H&H Hardware in Middlefield, Ohio
Jon Hunter never expected to leave H&H Hardware, the family-owned business that’s been an integral part of his life since 1962, when his father, Don Hunter, started the store in Middlefield, Ohio.
“I knew probably every single person who came in the doors of the store,” Jon said. “Either it was someone I grew up with, or someone my boys grew up with, and it was like seeing family everyday.”
After working in the store as a boy, to bringing up his own four sons in the business – all of whom worked in the store while they were growing up – Jon considered H&H Hardware his livelihood and a solid part of his family heritage.
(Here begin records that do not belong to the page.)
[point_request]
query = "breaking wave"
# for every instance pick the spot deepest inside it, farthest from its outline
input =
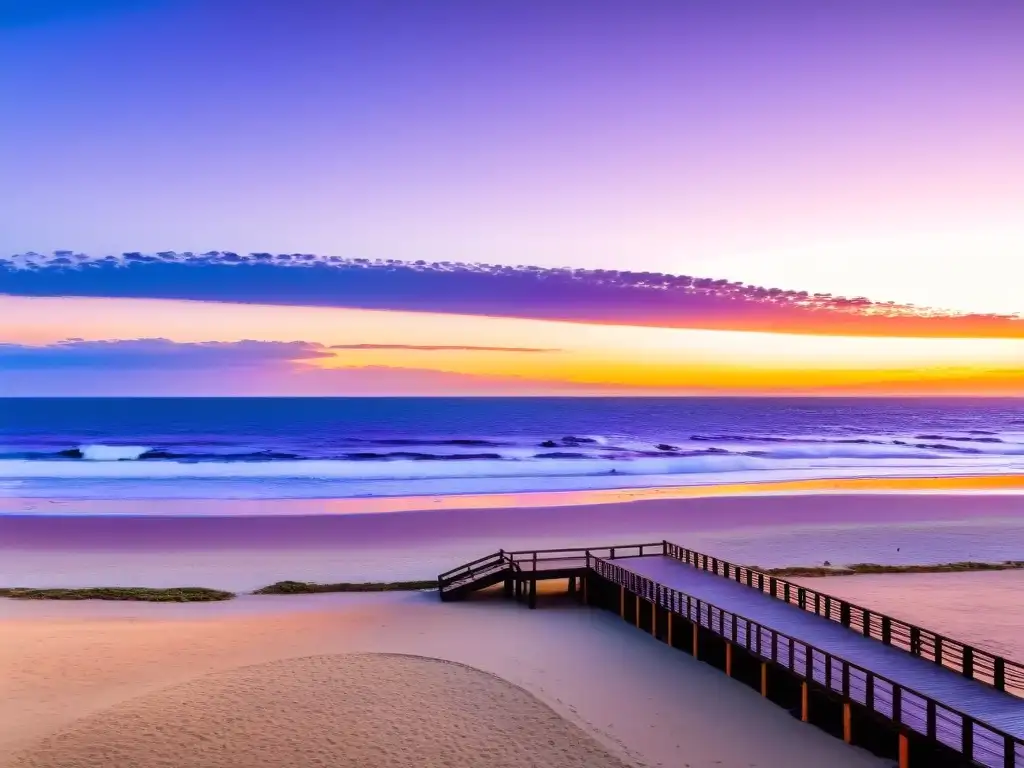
(354, 466)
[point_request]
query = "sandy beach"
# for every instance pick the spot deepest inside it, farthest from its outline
(309, 680)
(230, 549)
(143, 685)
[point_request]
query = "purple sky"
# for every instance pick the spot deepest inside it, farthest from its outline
(745, 140)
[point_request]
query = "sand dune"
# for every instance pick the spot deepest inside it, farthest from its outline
(263, 681)
(344, 711)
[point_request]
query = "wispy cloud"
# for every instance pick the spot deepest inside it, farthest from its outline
(157, 353)
(161, 367)
(578, 295)
(441, 348)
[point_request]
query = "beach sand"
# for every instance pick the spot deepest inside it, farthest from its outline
(273, 676)
(235, 551)
(270, 681)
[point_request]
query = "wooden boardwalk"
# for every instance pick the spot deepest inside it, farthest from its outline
(932, 689)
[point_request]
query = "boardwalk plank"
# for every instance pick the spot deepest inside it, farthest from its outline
(950, 689)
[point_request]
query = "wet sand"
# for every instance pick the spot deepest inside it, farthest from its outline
(244, 553)
(268, 681)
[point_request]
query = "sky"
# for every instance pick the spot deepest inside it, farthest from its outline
(870, 151)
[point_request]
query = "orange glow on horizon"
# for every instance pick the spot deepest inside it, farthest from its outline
(586, 358)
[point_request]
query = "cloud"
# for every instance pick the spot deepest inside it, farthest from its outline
(164, 368)
(442, 348)
(163, 354)
(600, 296)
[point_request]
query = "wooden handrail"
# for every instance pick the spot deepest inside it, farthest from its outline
(992, 748)
(979, 665)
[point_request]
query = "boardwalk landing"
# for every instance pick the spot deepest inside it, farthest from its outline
(978, 701)
(897, 689)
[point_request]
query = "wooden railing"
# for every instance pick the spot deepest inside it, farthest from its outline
(540, 559)
(977, 741)
(473, 570)
(966, 659)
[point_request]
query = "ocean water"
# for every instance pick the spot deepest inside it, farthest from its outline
(353, 448)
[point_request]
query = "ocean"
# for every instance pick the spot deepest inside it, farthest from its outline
(354, 448)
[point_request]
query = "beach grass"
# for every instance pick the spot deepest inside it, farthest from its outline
(870, 567)
(309, 588)
(143, 594)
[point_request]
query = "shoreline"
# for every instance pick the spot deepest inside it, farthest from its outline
(243, 553)
(968, 484)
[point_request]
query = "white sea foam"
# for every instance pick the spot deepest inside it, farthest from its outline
(100, 453)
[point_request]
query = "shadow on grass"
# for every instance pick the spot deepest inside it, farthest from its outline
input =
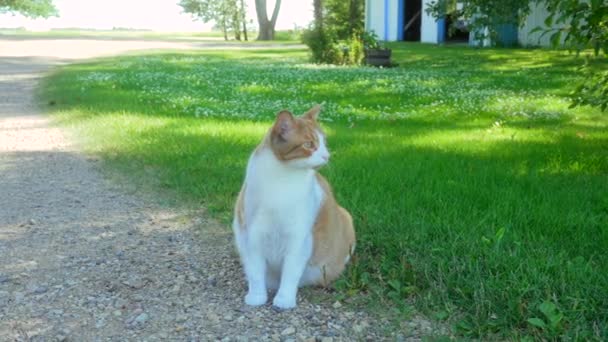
(483, 226)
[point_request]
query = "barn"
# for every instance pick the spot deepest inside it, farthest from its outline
(407, 20)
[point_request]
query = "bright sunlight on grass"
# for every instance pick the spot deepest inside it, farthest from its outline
(475, 191)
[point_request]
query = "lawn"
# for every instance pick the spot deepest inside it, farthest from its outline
(477, 194)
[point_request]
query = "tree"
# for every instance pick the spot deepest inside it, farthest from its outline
(266, 25)
(578, 25)
(29, 8)
(345, 17)
(226, 14)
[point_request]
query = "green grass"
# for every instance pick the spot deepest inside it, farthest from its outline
(476, 192)
(282, 36)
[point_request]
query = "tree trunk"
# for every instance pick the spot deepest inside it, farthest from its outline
(244, 19)
(224, 29)
(266, 31)
(318, 11)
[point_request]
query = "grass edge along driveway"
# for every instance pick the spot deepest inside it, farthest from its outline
(477, 193)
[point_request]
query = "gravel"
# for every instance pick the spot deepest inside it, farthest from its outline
(84, 259)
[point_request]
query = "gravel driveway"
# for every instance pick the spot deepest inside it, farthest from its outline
(85, 259)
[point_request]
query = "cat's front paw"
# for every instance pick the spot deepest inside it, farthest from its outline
(284, 302)
(256, 299)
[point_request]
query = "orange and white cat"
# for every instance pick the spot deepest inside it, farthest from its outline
(289, 230)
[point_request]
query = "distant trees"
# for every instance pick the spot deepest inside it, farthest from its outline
(228, 15)
(29, 8)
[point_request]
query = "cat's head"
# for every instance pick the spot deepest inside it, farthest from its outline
(299, 141)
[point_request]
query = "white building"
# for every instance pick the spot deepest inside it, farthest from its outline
(407, 20)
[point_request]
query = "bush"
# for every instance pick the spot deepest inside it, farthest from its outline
(326, 49)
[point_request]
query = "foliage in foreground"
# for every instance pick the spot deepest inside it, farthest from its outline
(476, 192)
(335, 34)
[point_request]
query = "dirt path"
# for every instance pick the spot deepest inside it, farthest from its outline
(81, 259)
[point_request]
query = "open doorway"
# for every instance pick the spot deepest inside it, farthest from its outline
(412, 15)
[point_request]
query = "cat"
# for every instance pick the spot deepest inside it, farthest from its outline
(289, 229)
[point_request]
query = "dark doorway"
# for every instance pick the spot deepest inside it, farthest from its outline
(412, 22)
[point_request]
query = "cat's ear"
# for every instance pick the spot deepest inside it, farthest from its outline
(312, 113)
(283, 124)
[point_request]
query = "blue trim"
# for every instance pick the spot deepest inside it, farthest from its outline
(400, 18)
(440, 30)
(385, 20)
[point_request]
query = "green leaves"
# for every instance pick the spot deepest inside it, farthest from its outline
(29, 8)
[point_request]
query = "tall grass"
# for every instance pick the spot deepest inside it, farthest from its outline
(475, 190)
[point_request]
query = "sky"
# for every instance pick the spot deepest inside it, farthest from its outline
(158, 15)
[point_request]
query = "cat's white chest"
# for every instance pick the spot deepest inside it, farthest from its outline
(281, 206)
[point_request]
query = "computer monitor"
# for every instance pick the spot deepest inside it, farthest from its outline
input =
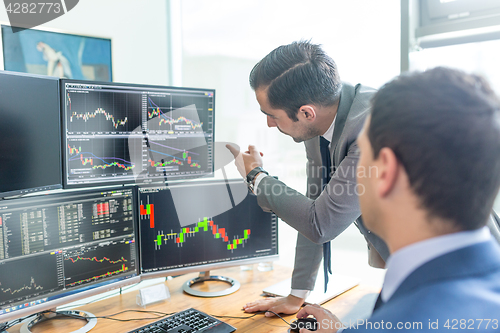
(30, 134)
(124, 133)
(58, 248)
(200, 226)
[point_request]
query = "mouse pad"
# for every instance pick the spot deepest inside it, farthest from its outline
(337, 285)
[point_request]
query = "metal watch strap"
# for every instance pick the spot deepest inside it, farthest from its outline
(254, 172)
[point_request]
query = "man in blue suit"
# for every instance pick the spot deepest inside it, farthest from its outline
(430, 170)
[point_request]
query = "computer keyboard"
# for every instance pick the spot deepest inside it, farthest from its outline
(187, 321)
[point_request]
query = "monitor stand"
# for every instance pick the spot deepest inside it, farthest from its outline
(205, 276)
(43, 316)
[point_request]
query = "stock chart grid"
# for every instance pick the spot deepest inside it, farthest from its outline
(60, 242)
(191, 225)
(117, 133)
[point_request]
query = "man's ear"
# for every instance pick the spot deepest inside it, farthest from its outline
(307, 112)
(388, 165)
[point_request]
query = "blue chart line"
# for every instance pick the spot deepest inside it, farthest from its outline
(179, 158)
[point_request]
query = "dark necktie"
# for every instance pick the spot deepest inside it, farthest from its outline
(378, 303)
(327, 165)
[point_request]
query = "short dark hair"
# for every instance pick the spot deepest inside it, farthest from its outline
(444, 127)
(297, 74)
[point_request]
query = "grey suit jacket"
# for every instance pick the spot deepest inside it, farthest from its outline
(321, 216)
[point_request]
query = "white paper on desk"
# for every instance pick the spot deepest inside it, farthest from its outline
(153, 294)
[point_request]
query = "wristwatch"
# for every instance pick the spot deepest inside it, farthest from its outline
(251, 176)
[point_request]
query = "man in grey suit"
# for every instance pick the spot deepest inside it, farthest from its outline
(433, 140)
(299, 90)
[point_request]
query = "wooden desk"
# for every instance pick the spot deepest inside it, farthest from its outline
(252, 283)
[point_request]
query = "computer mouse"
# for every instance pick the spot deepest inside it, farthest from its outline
(308, 323)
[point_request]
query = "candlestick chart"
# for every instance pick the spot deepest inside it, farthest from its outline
(34, 275)
(219, 233)
(98, 157)
(102, 112)
(187, 155)
(179, 115)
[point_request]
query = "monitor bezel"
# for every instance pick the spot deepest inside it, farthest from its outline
(152, 181)
(84, 291)
(203, 267)
(47, 187)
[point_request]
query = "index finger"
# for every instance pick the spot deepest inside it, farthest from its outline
(235, 151)
(308, 310)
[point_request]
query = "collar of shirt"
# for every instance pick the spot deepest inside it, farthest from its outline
(406, 260)
(329, 132)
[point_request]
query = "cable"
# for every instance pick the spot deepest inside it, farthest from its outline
(256, 313)
(158, 315)
(101, 298)
(8, 325)
(109, 317)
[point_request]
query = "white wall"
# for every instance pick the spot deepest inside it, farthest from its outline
(138, 30)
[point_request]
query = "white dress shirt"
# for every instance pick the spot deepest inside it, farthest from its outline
(406, 260)
(303, 293)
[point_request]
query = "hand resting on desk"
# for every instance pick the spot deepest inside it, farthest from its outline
(288, 305)
(327, 321)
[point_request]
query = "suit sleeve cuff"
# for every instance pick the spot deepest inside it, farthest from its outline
(300, 293)
(258, 179)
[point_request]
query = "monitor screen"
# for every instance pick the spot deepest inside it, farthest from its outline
(203, 226)
(121, 133)
(60, 247)
(30, 134)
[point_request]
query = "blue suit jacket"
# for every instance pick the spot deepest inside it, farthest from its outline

As a past president of the Middlefield Chamber of Commerce, he fought to keep Wal-Mart out of his community.
Unable to raise additional loan money and faced with falling store value as a consequence of Wal-Mart moving in, Jon was forced to close the doors of H&H Hardware forever – after 43 years of business.
The new Wal-Mart Super Center opened two miles away -- soon after Jon Hunter closed his store.
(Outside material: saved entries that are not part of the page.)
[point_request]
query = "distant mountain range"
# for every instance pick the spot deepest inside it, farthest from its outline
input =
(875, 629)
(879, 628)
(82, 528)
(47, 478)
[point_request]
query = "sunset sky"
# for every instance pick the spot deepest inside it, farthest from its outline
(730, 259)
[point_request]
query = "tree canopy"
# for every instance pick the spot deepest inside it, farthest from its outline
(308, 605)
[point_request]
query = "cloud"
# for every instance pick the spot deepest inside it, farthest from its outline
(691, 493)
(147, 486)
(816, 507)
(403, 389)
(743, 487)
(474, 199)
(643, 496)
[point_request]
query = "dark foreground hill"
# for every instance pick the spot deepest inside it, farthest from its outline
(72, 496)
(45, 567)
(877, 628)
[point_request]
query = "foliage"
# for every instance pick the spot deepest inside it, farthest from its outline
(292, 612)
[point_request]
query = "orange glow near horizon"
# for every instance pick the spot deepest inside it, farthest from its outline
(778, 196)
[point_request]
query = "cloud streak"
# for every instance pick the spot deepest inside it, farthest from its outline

NOTE: A newspaper article came out in the Cleveland Plain Dealer that inaccurately represented this story in the film. The paper issued a clarification: "The first paragraph of a story on Page A1 Friday could misinterprets as saying that a new documentary claims Middlefield's H&H Hardware closed after a Wal-Mart Supercenter opened in town. The movie does not address the timing of the hardware store's closing, as is stated in the story. H&H closed three months prior to Wal-Mart's opening. Filmmakers said the giant retailer's arrival represented an indirect cause that shut down H&H."
Wal-Mart has used the original article (without the clarification) to attack the film (along with 25 years of Robert Greenwald's bad film reviews). At the risk of giving away an important part of the film, here's Jon Hunter's side of the story:
"There are a few ways Wal-Mart can shut down family-owned businesses in a community, both direct and indirect. Wal-Mart's arrival represented an indirect factor in the closing of H&H Hardware.
"At the same time that Wal-Mart announced they were coming to Middlefield, I was counting on a new business plan and bank loan to continue to support my hardware store - the loans depended on the value of my business and the building. When I went to secure the loan, the appraiser devalued the building at a drastically lower price than I expected - this was directly related to Wal-Mart coming into town. The appraiser told me that banks knock the values of other stores down when Wal-Mart opens in town since "sooner or later there will be a bunch of empty buildings. I was turned down for the loan. So, Wal-Mart was a related factor to my business closing down."